Aux États-Unis, un conflit politique d’ampleur oppose la Californie au Sénat républicain. Les sénateurs viennent en effet d’adopter une résolution visant à révoquer une dérogation accordée à la Californie il y a plus de cinquante ans, lui permettant d’imposer ses propres normes sur la pollution automobile. Cette décision pourrait remettre en cause l’interdiction des ventes des voitures thermiques neuves d’ici 2035, une mesure clé de l’État de Californie dans sa politique environnementale. L’impact économique pourrait être alors très important sur les ventes de voitures électriques, en Californie, voire ailleurs.

C’est une exception environnementale vieille de plus d’un demi-siècle. En effet, depuis 1967, la Californie bénéficie d’un statut unique grâce à une dérogation inscrite dans la « Clean Air Act », qui lui permet d’établir des réglementations plus strictes que celles imposées au niveau fédéral. Cette mesure remonte à une époque où l’État de Californie, alors particulièrement affecté par la pollution atmosphérique, cherchait à lutter contre le « smog » de Los Angeles en instaurant des normes plus exigeantes. Grâce à cette approche proactive, la Californie a réussi à réduire de 98 % les émissions polluantes liées au trafic automobile. En 2022, le parlement de Californie a décidé d’interdire, à partir de 2035, les ventes de voitures et autres véhicules thermiques neufs, dans le but d’imposer uniquement la commercialisation de véhicules à « zéro émission ». Désormais de retour au pouvoir, Donald Trump, président des États-Unis, a de son côté le Sénat américain.
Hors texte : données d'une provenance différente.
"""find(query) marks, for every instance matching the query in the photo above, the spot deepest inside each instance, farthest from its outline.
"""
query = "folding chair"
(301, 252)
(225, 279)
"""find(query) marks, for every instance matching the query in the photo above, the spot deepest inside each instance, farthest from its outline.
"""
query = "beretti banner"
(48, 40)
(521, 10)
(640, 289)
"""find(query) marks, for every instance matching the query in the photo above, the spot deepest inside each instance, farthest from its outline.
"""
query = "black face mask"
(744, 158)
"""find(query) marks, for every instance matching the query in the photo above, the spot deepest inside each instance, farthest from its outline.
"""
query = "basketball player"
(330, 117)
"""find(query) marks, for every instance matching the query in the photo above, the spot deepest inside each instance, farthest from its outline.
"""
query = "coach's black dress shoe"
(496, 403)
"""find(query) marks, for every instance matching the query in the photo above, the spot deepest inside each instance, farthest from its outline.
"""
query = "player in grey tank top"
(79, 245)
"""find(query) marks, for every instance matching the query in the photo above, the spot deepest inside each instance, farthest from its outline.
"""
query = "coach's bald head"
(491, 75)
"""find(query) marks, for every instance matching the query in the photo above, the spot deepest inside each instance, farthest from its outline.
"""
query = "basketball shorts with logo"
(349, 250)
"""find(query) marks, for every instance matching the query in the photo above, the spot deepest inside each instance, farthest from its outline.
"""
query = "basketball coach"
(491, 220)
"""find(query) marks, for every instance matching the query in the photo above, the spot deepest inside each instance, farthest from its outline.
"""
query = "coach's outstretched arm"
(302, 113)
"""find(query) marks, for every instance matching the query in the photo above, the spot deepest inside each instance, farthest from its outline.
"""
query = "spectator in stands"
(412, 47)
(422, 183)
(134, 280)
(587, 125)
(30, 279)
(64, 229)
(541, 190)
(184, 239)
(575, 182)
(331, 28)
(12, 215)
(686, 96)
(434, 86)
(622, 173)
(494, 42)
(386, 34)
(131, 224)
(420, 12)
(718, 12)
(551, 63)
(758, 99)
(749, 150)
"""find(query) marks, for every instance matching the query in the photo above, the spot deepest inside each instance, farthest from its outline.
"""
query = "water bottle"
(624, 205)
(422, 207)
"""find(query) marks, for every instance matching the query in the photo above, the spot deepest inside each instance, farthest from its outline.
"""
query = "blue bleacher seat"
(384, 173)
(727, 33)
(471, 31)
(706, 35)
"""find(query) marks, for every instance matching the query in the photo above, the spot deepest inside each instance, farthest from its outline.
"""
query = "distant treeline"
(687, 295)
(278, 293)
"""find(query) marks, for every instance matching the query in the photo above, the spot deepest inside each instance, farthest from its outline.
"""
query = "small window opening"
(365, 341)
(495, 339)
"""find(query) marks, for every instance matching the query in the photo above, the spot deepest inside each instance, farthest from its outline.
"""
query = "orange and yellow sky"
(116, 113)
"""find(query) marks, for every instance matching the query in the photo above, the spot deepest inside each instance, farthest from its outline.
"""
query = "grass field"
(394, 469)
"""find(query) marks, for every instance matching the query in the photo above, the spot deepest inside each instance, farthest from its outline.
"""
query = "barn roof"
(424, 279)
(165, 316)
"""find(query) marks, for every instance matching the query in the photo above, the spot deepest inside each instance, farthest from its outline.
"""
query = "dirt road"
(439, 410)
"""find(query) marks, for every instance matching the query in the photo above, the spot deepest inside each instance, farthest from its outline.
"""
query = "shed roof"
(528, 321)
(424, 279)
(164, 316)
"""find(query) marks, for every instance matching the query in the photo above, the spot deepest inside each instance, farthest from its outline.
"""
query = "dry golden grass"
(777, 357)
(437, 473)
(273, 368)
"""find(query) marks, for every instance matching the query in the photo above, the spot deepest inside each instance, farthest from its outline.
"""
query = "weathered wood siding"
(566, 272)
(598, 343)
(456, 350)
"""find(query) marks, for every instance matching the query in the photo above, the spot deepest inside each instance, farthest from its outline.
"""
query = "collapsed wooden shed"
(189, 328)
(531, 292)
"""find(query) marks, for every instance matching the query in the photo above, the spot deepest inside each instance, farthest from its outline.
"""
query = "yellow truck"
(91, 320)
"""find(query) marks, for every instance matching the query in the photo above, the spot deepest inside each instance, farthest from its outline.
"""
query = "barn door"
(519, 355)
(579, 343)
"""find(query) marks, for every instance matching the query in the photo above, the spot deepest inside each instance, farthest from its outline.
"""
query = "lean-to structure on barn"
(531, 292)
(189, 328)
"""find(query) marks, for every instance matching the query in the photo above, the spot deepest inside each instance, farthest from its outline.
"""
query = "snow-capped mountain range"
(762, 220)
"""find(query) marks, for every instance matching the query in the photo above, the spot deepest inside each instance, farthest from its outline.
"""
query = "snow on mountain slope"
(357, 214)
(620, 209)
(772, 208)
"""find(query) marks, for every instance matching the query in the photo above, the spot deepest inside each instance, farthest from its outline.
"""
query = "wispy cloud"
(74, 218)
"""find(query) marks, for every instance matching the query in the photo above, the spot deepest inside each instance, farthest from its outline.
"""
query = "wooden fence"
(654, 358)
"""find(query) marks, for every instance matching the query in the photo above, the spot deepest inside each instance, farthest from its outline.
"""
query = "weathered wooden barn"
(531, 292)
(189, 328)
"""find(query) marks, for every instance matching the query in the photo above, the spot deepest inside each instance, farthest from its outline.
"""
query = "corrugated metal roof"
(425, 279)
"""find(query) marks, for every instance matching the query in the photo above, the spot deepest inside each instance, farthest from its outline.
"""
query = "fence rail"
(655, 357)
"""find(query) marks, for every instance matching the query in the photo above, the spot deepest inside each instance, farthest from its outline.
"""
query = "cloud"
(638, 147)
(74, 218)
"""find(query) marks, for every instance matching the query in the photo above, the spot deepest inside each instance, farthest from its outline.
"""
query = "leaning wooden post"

Ce dernier souhaite donc « faire sauter l’exception californienne ». Gavin Newsom, le démocrate et actuel gouverneur de la Califonie n’a pas hésité à critiquer vivement cette tentative du Sénat. Faisant preuve d’ironie, il a repris le célèbre slogan du président américain, « Make America Great Again », et l’a transformé en « Make America Smoggy Again », soulignant que cette décision risquerait d’aggraver les niveaux de pollution dans le pays et de compromettre son leadership dans l’industrie automobile liée aux voitures électriques.

Précisons que ce cadre réglementaire et historique accordé à la Californie a influencé plusieurs autres États américains, qui ont adopté des mesures similaires, représentant au total près de 40 % du marché automobile du pays. Si cette exception venait à être annulée, une grande partie de la politique environnementale des États progressistes pourrait donc s’effondrer, menaçant les engagements climatiques des États-Unis. Alors, les conséquences seraient multiples pour la filière automobile américaine, ainsi que pour l’ensemble des constructeurs automobiles internationaux.

Un recours législatif contesté

Le Sénat américain, dominé par les républicains, a utilisé un outil législatif rare, la « Congressional Review Act (CRA) », pour tenter de révoquer cette dérogation. Toutefois, cette procédure est jugée inadaptée par de nombreux juristes et par le Government Accountability Office, qui estiment qu’elle dépasse les compétences du Congrès et pourrait être illégale.

Le gouverneur de Californie, Gavin Newsom, a donc immédiatement dénoncé cette initiative qu’il considère comme un coup de force politique. Il a annoncé une action en justice pour faire annuler la décision du Sénat et préserver le statut réglementaire de son État.

Un affrontement politique et idéologique

Cette opposition illustre une fracture profonde entre deux visions du futur automobile aux États-Unis. D’un côté, la Californie et les États progressistes défendent une accélération vers l’électrification, estimant qu’elle est nécessaire pour réduire la pollution, améliorer la santé publique et assurer l’indépendance énergétique du pays. De l’autre, une partie des républicains continue de soutenir les énergies fossiles et s’oppose aux régulations environnementales, au nom de la liberté économique et du marché libre.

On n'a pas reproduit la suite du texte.